Ricordando il discorso all’ONU di san Paolo VI ha denunciato l’uso immorale delle armi: “Quando ci consegniamo alla logica delle armi e ci allontaniamo dall’esercizio del dialogo, ci dimentichiamo tragicamente che le armi, ancor prima di causare vittime e distruzione, hanno la capacità di generare cattivi sogni, ‘esigono enormi spese, arrestano progetti di solidarietà e di utile lavoro, falsano la psicologia dei popoli’… 

Inoltre, ‘la pace non è la semplice assenza di guerra; ma è un edificio da costruirsi continuamente’. E’ frutto della giustizia, dello sviluppo, della solidarietà, dell’attenzione per la nostra casa comune e della promozione del bene comune, imparando dagli insegnamenti della storia”.

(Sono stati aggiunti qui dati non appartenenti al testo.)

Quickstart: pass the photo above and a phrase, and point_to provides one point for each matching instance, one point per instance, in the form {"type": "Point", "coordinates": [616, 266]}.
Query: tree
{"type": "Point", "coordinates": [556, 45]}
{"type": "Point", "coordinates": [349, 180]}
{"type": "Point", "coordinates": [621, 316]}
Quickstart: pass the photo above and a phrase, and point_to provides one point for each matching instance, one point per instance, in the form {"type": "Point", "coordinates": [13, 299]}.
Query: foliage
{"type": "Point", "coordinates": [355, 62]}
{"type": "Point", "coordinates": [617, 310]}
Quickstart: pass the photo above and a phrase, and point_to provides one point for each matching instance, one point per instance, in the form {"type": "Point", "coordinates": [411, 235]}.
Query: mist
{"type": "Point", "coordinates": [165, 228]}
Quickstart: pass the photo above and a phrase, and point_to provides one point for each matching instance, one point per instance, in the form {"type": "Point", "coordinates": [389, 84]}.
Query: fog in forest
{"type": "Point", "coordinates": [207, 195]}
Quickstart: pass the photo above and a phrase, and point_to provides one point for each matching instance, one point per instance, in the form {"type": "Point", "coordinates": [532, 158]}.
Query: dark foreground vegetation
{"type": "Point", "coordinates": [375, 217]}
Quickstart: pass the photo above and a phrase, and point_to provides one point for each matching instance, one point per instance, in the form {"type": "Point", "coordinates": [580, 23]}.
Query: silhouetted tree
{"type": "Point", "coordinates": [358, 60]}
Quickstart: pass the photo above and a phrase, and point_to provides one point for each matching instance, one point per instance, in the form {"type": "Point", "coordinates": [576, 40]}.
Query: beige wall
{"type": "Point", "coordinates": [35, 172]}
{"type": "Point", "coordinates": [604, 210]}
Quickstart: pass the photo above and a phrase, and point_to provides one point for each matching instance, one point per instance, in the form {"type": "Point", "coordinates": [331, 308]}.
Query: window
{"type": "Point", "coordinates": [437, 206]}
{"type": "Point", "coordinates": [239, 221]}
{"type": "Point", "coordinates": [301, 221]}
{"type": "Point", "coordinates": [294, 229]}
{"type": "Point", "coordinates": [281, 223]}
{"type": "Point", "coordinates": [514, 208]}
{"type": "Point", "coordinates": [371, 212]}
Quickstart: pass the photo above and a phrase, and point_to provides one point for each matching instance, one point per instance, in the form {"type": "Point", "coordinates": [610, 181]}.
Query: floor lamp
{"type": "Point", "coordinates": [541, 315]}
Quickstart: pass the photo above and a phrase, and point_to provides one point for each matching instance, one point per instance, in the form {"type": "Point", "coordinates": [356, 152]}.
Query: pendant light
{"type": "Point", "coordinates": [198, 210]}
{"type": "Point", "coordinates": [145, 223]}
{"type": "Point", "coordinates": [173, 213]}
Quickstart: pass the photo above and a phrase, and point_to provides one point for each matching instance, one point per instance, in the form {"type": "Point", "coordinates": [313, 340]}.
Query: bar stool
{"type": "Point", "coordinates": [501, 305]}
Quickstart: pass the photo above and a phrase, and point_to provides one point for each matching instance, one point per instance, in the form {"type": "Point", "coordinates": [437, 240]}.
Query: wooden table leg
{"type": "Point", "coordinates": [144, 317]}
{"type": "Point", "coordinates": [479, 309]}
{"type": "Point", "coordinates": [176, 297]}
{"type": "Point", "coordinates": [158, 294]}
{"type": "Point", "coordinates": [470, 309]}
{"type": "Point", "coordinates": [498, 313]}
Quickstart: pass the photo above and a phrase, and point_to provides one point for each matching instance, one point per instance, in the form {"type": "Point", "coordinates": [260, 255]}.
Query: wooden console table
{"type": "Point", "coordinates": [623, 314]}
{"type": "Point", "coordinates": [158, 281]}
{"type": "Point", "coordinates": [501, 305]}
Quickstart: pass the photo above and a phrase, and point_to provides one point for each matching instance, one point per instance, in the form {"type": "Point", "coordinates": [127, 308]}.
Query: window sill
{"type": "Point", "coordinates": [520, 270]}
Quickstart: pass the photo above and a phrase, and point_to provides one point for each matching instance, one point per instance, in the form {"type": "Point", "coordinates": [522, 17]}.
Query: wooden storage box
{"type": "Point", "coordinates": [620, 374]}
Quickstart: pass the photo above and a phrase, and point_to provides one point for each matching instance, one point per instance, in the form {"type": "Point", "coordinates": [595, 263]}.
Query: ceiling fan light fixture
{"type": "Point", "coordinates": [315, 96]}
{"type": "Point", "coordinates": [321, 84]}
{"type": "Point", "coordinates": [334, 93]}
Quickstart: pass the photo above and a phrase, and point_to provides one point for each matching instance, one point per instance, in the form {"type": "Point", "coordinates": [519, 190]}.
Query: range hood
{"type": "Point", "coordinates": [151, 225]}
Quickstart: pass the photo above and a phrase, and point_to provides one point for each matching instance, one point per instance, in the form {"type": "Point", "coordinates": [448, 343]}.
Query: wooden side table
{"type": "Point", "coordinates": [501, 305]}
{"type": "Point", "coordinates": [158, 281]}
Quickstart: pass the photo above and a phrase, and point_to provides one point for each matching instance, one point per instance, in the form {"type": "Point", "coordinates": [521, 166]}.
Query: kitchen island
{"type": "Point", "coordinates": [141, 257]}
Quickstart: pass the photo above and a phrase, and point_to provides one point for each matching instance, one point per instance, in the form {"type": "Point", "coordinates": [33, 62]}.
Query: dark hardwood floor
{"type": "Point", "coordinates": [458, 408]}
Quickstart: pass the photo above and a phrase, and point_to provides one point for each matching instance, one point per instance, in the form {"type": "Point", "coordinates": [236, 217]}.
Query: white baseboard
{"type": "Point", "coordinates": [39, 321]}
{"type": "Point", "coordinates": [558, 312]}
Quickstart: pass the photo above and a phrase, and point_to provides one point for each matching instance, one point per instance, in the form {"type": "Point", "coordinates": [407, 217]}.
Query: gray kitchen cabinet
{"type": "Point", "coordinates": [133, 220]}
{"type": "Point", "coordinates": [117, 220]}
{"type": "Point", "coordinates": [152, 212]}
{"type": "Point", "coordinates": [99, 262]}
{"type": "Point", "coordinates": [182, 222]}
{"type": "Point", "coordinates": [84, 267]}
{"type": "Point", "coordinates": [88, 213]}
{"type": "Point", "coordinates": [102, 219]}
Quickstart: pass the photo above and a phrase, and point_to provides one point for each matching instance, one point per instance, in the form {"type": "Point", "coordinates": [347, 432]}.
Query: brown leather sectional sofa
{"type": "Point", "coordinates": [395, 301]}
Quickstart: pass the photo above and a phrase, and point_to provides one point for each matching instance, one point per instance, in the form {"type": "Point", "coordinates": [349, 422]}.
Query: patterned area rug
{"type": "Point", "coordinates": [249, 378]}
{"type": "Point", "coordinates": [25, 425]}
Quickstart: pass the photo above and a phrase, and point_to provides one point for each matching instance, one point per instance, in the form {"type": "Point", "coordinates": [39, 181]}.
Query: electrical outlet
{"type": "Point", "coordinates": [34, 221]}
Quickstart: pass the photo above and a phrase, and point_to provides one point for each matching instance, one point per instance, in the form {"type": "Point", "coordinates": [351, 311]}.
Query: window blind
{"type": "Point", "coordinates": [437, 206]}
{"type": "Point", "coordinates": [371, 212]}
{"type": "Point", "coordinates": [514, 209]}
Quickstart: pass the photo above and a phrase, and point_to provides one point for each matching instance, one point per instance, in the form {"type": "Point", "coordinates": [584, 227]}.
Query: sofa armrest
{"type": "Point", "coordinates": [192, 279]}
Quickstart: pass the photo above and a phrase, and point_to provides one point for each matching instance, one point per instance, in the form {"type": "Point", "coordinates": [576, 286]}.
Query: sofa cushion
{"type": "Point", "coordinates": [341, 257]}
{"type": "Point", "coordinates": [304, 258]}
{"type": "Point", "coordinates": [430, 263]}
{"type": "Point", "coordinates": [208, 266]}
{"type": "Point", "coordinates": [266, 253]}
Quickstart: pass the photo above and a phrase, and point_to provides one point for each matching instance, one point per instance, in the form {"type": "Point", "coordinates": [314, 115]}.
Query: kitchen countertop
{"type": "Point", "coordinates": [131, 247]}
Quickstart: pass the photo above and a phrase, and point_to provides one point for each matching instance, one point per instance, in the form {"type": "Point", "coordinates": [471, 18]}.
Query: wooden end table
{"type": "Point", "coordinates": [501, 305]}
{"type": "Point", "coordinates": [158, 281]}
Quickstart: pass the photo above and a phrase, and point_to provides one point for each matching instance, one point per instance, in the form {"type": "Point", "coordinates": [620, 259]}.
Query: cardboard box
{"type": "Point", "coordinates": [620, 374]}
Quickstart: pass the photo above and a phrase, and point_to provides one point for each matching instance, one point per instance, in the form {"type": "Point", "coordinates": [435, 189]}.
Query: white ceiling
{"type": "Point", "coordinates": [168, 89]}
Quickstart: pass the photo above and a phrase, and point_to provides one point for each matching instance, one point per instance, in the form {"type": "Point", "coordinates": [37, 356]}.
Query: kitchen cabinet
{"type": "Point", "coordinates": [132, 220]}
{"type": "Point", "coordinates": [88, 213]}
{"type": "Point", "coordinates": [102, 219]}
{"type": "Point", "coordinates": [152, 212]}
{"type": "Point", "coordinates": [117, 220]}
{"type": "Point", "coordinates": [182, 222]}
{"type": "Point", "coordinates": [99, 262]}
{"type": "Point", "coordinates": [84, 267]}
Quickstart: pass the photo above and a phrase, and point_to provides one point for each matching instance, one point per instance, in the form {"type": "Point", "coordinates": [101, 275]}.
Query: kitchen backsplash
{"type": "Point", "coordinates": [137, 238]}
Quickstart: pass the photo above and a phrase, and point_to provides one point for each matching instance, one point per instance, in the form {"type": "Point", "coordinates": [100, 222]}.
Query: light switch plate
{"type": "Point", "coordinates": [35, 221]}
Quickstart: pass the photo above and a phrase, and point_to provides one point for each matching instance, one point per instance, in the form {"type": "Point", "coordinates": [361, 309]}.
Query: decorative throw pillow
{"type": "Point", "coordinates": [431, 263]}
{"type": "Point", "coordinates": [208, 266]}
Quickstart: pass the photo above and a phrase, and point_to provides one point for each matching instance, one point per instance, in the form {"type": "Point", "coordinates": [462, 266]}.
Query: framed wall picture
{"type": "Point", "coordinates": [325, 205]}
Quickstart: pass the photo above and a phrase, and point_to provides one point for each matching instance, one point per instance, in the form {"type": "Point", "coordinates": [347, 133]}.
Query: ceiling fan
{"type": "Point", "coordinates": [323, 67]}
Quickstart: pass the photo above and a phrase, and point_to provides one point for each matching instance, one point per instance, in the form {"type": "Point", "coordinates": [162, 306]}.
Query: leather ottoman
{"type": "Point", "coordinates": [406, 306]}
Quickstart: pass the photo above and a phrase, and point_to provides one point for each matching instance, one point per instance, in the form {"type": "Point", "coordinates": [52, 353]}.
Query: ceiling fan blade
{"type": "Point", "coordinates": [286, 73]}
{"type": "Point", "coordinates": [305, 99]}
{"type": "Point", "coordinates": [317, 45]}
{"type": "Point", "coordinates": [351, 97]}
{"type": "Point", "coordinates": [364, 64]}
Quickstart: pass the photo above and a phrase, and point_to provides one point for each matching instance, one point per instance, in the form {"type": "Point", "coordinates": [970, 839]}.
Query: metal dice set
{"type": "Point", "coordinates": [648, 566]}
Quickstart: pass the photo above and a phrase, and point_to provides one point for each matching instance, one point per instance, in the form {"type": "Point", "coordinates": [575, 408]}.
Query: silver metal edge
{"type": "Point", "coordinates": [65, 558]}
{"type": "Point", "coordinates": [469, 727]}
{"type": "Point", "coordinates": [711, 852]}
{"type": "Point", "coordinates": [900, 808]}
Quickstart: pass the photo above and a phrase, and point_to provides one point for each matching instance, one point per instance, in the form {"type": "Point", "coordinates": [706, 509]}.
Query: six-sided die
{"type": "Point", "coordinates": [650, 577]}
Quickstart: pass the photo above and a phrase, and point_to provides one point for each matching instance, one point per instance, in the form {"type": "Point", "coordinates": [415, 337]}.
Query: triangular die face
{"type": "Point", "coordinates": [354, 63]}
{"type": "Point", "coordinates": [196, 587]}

E con le parole del salmo 84 ha invocato la pace: “In un’unica supplica, aperta a Dio e a tutti gli uomini e donne di buona volontà, a nome di tutte le vittime dei bombardamenti, degli esperimenti atomici e di tutti i conflitti, dal cuore eleviamo insieme un grido: mai più la guerra, ma più il boato delle armi, mai più tanta sofferenza! Venga la pace nei nostri giorni, in questo nostro mondo…

Vieni, Signore, che si fa sera, e dove abbondò la distruzione possa oggi sovrabbondare la speranza che è possibile scrivere e realizzare una storia diversa. Vieni Signore, Principe della pace, rendici strumenti e riflessi della tua pace!”